Angst hat viele Gesichter. Sie kann laut sein. Tosend, brausend und dröhnend. Schrill. Gnadenlos. Und erbarmungslos.


Und leise. Lautlos schleicht sie dich an und fällt dir wie ein Raubtier auf samtenen Pfoten in den Nacken. In den Kopf, ins Herz, in die Beine, die Arme, die Finger, ja sogar bis in die Fingerspitzen.


Es gibt sie in verschiedenen Varianten. Da ist die Furcht, die Panik, die Nervosität, die dauernde Anspannung, das Erschrecken, das blanke Entsetzen.


Sie kann lähmen, dich erstarren lassen, dich vollkommen ausser Gefecht setzen. Leere. Stille. Du hörst das Aussen nicht mehr. Du hörst nur noch das Getöse in deinem Innern. Gedankenkarussell in deinem Kopf.

Leise und laute Worte. Sie wiederholen sich. Sie sind da. Bei Tag und bei Nacht.

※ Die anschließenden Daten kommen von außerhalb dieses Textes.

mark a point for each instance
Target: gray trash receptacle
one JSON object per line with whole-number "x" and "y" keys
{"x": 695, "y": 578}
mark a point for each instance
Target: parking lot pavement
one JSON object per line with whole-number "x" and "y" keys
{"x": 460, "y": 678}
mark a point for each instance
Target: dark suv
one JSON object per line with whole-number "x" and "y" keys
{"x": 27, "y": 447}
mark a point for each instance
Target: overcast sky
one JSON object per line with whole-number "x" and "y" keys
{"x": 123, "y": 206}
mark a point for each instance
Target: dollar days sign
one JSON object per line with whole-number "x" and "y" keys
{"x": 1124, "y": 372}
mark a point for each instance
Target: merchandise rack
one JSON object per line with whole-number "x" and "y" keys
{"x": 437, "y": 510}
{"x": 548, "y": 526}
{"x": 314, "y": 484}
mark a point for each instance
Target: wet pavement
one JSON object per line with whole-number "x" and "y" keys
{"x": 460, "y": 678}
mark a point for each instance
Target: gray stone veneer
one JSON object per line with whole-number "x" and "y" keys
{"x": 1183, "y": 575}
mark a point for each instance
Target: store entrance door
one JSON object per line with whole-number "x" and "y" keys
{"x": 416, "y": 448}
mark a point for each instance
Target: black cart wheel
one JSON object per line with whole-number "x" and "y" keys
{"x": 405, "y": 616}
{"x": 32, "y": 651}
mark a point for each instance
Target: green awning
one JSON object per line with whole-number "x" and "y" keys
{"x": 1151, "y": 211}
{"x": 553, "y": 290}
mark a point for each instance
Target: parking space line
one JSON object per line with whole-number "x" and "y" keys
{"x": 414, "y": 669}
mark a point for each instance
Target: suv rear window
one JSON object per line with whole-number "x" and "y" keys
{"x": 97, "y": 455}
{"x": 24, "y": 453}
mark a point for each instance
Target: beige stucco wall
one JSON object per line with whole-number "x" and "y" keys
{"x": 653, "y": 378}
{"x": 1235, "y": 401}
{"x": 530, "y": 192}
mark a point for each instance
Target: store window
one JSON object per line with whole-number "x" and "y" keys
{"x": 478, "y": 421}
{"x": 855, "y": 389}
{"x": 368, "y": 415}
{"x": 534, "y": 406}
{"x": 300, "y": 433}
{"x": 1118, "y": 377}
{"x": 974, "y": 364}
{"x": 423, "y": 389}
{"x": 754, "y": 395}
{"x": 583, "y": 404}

Manchmal wirft sie sich auf dich wie ein wildes Tier, lässt dein Herz so laut pochen, dass du das Klopfen im ganzen Körper spürst, lässt es rasen. Es dröhnt in den Ohren, der Körper kribbelt, bis zur Erschöpfung, bis zur Taubheit. Die Ohnmacht naht.


Ohnmacht, ihr ausgeliefert, hilflos und bewegungsunfähig verharrst du in deinem Körper. Wartest, hoffst und kämpfst. Ein aussichtsloser Kampf, den du nie gewinnen wirst.

Denn nur in der Akzeptanz ruht sie, die Angst.


Der kalte Schweiss tritt dir aus den Poren, kreidebleich bist du, du zitterst und hörst dein Herz in den Ohren klopfen. Und es hört nicht auf. Das Aussen verschwimmt im Nichts, ist weit weg, tausend Ameisen kribbeln und krabbeln dir über deine Haut, Übelkeit, Schmerzen in der Brust, muss ich sterben? Ist meine Zeit nun abgelaufen? Muss ich jetzt gehen?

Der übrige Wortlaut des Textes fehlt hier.